Ingo Rübe on New Blockchain Business Models

From October 30th to November 1st, hundreds of blockchain professionals from industry and academia are joining forces in Athens, Greece at Decentralized 2019 to engage in workshops, talks, and networking. One prominent keynote speaker was Ingo Rübe from BOTLabs, whose talk was titled DAOs and TCRs — New Blockchain Based Business Models.
Ingo began his talk with a background on blockchain:
“In the blockchain industry in the last 10 years, first we had blockchains, that was Bitcoin’s time, 5 years later we had smart contracts, that was Ethereum’s time, now we’re tokenizing assets, which is basically tokenizing real estate or a company or so on, and the next question is: why can’t I virtualize the whole company on the blockchain?
In 5 years, it will lead to DAOs and self-owned assets, like a car that leases itself and lends itself out to drviers, pays itself, and pays the lease that way.”
The next logical step is the DAO, though it was tried in the past and failed:
“The DAO failed in 2016. You can’t just talk about technology, you have to take into account regulatory issues. Blockchain gave us machine-generated trust. On the regulatory side, we got regulation for tokens.
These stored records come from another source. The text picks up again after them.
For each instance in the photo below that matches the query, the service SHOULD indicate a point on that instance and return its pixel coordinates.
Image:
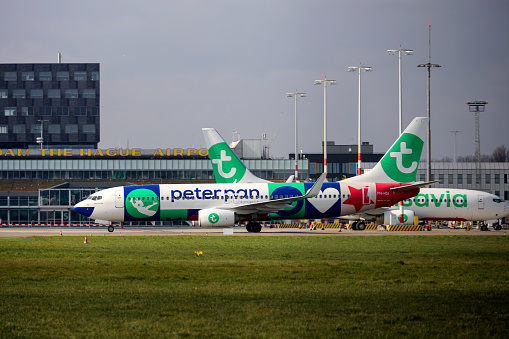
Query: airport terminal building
(61, 102)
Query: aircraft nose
(83, 210)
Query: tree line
(500, 154)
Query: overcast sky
(169, 68)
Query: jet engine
(214, 217)
(392, 218)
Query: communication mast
(477, 107)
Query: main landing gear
(358, 226)
(253, 227)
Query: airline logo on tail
(228, 168)
(402, 160)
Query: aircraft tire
(249, 227)
(257, 227)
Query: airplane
(439, 204)
(442, 204)
(244, 197)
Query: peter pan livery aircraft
(443, 204)
(244, 197)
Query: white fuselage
(456, 204)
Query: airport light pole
(400, 51)
(477, 107)
(296, 95)
(455, 132)
(40, 139)
(324, 82)
(429, 65)
(359, 69)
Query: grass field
(262, 287)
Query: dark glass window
(45, 76)
(89, 129)
(89, 93)
(62, 76)
(18, 93)
(10, 76)
(54, 93)
(18, 129)
(80, 110)
(10, 111)
(71, 93)
(36, 93)
(27, 76)
(27, 111)
(80, 76)
(62, 111)
(93, 111)
(35, 129)
(71, 129)
(44, 110)
(54, 129)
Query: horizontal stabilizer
(413, 186)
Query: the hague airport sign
(105, 153)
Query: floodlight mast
(324, 82)
(429, 65)
(359, 153)
(296, 95)
(400, 51)
(40, 140)
(476, 107)
(455, 132)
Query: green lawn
(440, 286)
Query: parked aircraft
(447, 204)
(251, 199)
(430, 204)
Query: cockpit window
(95, 197)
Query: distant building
(341, 160)
(62, 98)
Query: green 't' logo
(213, 218)
(227, 166)
(402, 160)
(142, 203)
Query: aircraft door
(480, 202)
(367, 195)
(119, 198)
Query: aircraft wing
(279, 204)
(413, 186)
(368, 215)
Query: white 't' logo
(219, 163)
(399, 159)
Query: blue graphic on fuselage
(327, 204)
(286, 191)
(141, 203)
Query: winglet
(414, 186)
(317, 187)
(400, 163)
(228, 169)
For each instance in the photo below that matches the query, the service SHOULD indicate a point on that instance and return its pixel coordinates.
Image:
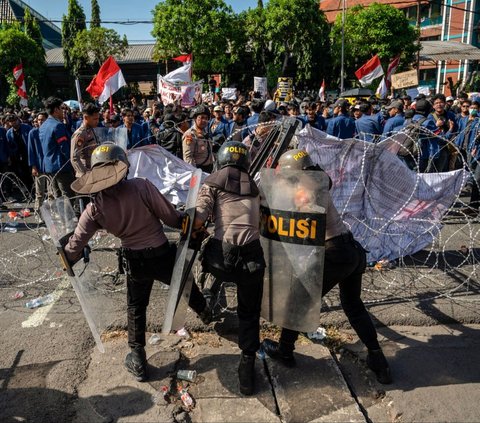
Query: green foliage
(297, 33)
(95, 46)
(205, 28)
(378, 29)
(16, 47)
(95, 20)
(72, 23)
(32, 28)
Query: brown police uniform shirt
(197, 148)
(132, 210)
(83, 144)
(236, 217)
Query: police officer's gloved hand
(197, 237)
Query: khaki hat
(109, 166)
(100, 178)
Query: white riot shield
(292, 228)
(118, 136)
(88, 280)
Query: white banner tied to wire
(391, 210)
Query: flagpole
(342, 69)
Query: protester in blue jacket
(314, 119)
(218, 126)
(35, 161)
(396, 120)
(367, 127)
(136, 136)
(342, 125)
(55, 143)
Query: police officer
(146, 252)
(345, 262)
(234, 253)
(197, 145)
(84, 140)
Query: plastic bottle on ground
(40, 301)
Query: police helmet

Then came smart contracts, which enabled us to put software on the blockchain. On the regulatory side, we had a reaction to and regulation created for ICOs.
The next step is the tokenized asset and banks are pushing it. On the regulatory side, we’ll have security tokens. From the technological side, nothing really changed.”
The DAO wasn’t ready previously, but regulations are changing with “virtual persons”:
“Next up, we have a virtual person. We had a legal person and a natural person, but we don’t have a company directly on the blockchain. On the legal side, we need a sandbox company on the blockchain, and on the regulatory side, we need the virtual person. Based on our conversations with regulators, this is definitely happening.
There are two problems we have to talk about: first, it’s the software problem. If you give a smart contract to a regulator, they'll never be able to read it. They’re regulators, not computer scientists.
As we’ve seen in the DAO case, small errors can have devastating consequences.
We have to build one underlying middleware on the blockchain and build companies by configuration on the middleware, which authorities can work with.”
Ultimately, regulations will co-evolve with blockchain for greater understanding to push the industry forward.